I could not agree more. Folks blame winter, wet springs, predators etc.

We peaked late 90s strutter in every field. Than about 2005 we crashed, I have very good property over 3 counties, I'd go 3-4 days no gobbles hitting 20-30 properties. I'd go to Montcalm county, to hear 15 birds again.

Despite them two back horrible winter's we had 12- 13? Our birds came back, I heard 18 on may 1st on the roost.

My opion there cyclical. Think of the ruffed grouse cycle! Why would turkey be that different. It's not just here it's everywhere, I know turkey people from everywhere in every stateand alot of folks have seen the peaks and valleys.
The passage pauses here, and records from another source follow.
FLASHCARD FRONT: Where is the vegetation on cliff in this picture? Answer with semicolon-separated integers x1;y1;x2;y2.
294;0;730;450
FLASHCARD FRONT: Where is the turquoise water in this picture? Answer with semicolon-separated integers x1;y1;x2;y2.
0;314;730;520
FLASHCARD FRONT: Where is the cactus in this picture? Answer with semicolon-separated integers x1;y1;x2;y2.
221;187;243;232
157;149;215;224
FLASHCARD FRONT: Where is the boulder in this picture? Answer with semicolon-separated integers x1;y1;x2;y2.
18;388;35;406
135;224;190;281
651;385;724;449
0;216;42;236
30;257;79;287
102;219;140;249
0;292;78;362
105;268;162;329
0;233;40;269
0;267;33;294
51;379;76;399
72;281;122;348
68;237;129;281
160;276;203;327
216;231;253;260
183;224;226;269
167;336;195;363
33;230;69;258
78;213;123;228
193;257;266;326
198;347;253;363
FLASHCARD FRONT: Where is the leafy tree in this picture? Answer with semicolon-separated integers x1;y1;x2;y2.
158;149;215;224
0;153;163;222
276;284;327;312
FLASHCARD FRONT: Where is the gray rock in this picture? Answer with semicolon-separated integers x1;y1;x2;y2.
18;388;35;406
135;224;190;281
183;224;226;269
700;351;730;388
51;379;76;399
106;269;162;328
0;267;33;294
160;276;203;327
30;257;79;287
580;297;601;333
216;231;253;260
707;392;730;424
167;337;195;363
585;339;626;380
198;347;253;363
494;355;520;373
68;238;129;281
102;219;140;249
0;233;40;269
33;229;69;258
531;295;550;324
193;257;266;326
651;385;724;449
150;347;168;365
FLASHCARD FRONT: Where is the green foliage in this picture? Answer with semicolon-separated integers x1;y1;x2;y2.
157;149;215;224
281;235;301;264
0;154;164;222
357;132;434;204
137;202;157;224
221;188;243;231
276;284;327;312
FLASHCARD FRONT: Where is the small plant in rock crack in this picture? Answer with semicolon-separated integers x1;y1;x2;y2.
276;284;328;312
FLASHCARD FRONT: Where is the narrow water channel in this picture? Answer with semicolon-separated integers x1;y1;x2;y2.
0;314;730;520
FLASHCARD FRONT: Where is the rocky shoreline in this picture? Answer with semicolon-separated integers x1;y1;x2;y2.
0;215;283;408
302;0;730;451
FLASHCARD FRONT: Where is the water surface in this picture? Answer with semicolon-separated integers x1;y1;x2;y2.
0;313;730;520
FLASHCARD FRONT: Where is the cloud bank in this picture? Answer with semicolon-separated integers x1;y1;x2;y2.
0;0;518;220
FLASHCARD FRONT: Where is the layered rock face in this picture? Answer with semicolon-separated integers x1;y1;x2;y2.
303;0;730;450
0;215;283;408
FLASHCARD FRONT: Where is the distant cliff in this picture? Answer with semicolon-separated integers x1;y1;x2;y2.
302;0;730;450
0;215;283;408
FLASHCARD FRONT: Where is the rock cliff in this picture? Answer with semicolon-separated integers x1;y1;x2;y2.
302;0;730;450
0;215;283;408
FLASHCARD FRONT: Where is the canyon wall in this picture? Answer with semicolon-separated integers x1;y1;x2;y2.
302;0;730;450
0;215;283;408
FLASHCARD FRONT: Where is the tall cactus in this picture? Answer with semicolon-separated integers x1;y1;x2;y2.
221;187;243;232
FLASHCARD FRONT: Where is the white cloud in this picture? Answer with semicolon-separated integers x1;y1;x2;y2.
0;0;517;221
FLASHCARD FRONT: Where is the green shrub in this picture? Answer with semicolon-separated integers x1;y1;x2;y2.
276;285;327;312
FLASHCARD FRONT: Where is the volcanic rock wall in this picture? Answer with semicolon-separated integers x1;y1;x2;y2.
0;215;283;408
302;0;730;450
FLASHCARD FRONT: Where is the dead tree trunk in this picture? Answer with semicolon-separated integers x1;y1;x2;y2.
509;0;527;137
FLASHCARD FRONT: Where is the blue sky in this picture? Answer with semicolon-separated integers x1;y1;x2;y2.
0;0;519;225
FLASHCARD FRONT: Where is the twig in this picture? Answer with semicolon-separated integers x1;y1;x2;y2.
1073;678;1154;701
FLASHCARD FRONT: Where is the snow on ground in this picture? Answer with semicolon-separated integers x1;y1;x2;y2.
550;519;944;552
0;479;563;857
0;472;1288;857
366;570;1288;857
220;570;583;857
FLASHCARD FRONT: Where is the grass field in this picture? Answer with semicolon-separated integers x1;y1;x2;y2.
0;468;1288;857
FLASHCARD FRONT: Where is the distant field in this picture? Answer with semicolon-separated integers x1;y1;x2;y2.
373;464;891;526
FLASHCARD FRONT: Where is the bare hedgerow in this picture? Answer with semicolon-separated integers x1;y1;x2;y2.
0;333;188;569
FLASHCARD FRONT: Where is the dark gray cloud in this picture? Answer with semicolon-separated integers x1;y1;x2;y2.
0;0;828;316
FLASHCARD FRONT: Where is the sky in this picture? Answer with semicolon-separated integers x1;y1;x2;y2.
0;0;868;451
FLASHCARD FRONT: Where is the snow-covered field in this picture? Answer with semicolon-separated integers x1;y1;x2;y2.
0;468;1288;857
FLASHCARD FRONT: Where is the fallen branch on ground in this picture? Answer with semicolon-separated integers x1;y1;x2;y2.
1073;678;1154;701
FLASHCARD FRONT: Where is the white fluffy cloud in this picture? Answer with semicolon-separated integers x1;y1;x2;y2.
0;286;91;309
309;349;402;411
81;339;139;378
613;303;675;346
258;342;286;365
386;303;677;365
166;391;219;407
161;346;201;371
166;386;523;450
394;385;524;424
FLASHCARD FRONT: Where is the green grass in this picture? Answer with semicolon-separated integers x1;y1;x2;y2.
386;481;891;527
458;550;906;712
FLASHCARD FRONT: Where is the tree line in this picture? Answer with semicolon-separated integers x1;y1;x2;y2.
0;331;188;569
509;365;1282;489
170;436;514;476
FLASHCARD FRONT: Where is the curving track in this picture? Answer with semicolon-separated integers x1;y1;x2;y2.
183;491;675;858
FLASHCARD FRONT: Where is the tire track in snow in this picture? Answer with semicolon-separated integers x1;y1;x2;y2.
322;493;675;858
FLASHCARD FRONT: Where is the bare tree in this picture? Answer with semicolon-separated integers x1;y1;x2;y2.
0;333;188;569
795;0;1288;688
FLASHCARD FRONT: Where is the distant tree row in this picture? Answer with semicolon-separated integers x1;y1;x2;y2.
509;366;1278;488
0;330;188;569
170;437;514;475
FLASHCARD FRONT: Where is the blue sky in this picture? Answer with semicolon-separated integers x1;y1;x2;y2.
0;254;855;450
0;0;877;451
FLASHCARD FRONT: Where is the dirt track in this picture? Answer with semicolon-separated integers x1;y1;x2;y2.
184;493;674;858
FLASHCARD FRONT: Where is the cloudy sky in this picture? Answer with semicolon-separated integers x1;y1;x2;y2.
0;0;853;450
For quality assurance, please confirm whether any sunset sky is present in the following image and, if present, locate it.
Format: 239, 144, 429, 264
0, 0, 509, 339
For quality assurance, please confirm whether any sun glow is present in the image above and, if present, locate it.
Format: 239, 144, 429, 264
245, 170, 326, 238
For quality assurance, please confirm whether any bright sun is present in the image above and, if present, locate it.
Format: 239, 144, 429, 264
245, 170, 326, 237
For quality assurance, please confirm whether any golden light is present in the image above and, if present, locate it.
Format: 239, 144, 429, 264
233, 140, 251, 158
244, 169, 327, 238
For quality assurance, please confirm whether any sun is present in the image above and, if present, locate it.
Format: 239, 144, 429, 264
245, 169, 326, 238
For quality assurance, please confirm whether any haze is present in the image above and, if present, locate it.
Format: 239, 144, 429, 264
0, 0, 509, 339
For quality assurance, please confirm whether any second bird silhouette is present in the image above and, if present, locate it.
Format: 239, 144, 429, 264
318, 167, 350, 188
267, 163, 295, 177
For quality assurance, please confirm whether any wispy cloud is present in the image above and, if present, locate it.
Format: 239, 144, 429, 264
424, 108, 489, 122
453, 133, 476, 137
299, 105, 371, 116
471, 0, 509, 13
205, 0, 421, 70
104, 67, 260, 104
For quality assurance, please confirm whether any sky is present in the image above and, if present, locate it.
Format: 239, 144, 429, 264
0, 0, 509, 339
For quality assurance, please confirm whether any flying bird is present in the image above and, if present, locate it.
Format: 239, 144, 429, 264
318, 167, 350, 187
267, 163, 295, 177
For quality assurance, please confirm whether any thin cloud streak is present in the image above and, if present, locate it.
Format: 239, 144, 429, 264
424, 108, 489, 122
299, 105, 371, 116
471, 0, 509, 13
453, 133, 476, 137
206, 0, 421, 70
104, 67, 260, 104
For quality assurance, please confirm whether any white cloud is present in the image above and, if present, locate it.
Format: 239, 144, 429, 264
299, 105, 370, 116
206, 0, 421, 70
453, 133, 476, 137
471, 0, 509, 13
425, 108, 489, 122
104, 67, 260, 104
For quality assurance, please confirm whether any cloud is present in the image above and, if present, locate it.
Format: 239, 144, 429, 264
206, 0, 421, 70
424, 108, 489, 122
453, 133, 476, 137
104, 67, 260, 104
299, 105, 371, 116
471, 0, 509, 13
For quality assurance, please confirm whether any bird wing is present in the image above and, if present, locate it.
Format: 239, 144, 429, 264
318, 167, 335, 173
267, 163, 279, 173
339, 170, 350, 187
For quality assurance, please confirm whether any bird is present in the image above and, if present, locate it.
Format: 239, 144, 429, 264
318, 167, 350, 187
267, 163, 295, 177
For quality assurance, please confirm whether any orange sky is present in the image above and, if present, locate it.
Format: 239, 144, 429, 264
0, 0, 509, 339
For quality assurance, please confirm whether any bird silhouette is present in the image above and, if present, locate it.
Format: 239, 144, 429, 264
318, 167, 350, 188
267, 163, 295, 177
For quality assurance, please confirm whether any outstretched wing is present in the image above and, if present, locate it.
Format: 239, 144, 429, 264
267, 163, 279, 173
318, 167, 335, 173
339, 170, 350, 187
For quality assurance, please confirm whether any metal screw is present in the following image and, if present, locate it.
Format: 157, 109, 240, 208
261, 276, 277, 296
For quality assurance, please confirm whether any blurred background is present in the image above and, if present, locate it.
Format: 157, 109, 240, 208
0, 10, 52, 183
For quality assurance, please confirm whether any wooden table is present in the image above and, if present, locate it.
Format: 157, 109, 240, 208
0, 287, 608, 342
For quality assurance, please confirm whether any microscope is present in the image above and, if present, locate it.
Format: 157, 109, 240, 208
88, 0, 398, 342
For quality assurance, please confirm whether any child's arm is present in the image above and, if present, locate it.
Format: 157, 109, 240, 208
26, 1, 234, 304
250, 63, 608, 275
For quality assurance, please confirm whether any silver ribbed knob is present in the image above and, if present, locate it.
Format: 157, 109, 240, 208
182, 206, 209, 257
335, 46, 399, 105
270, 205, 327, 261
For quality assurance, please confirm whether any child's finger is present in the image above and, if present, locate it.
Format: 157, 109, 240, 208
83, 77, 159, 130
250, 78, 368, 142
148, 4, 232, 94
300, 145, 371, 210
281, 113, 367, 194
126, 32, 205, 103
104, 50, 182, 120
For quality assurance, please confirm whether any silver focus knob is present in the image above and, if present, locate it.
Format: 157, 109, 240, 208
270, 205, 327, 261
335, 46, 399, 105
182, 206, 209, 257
I agree with Ack on coyotes, coyotes are lucky to have turkey dinner. Eyes are to good, eggstealers, Hawks, bobcats are more of a detriment than yotes.


----------



## OnHoPr (Jul 21, 2013)

If I am not mistaken or mis informed a murder of crows can play havoc on turkey chicks. A number of years ago I was hunting a select cut which had plenty of tall redwoods and big oaks in it. On the other side of the county fire trail there was a private that was cut a couple of years before hand. This was the May season. There was a roost in the select cut, but there seemed to be often constant hen talk from stationary positions on the cut private which led me to believe that a couple/few hens were nested in there. Those murders are just extremely pesky hordes. They would dive bomb me when I did a little calling within 8'. They brought back the movie, "The Birds".


----------



## Thirty pointer (Jan 1, 2015)

I would be inclined to believe the cycle theory to a point but when you are on two trips in two days one too Mt pleasant and one to Manisstee during prime morning hours and see one bird where you used to see many something isn't right .It will be interesting to find out the results of this years turkey season .


----------



## HungryHunter (May 10, 2017)

Wow, I was just thinking the same thing as the OP. I used to hunt Gratiot Co. and saw flocks and flocks of Turkeys until it started dwindling / plateauing in the last decade. Then I started hunting in SE MI and saw the same thing.... the flocks got bigger and more frequent over the years. This year, I've been hard pressed to find them (scat / feathers / tracks / dust bowls) in the fields or in wood lots I'm accustomed to finding them. I just figure its the colder temps of this spring. Its either that or the high class subdivision they built right next to my old hunting spot within the last 2 years, more coyotes / *****, and what-nots.


----------



## Thirty pointer (Jan 1, 2015)

Historic egg predator numbers can't be doing them any good .


----------



## multibeard (Mar 3, 2002)

I believe that it is small predators that are finding turkey nest that have contributed to a lot if not most of the decline. ****, possum and crows contribute more to the damage than coyotes and larger predators. The season on crows that are big nest robbers is strictly ridiculous with all of the nest robbing they do.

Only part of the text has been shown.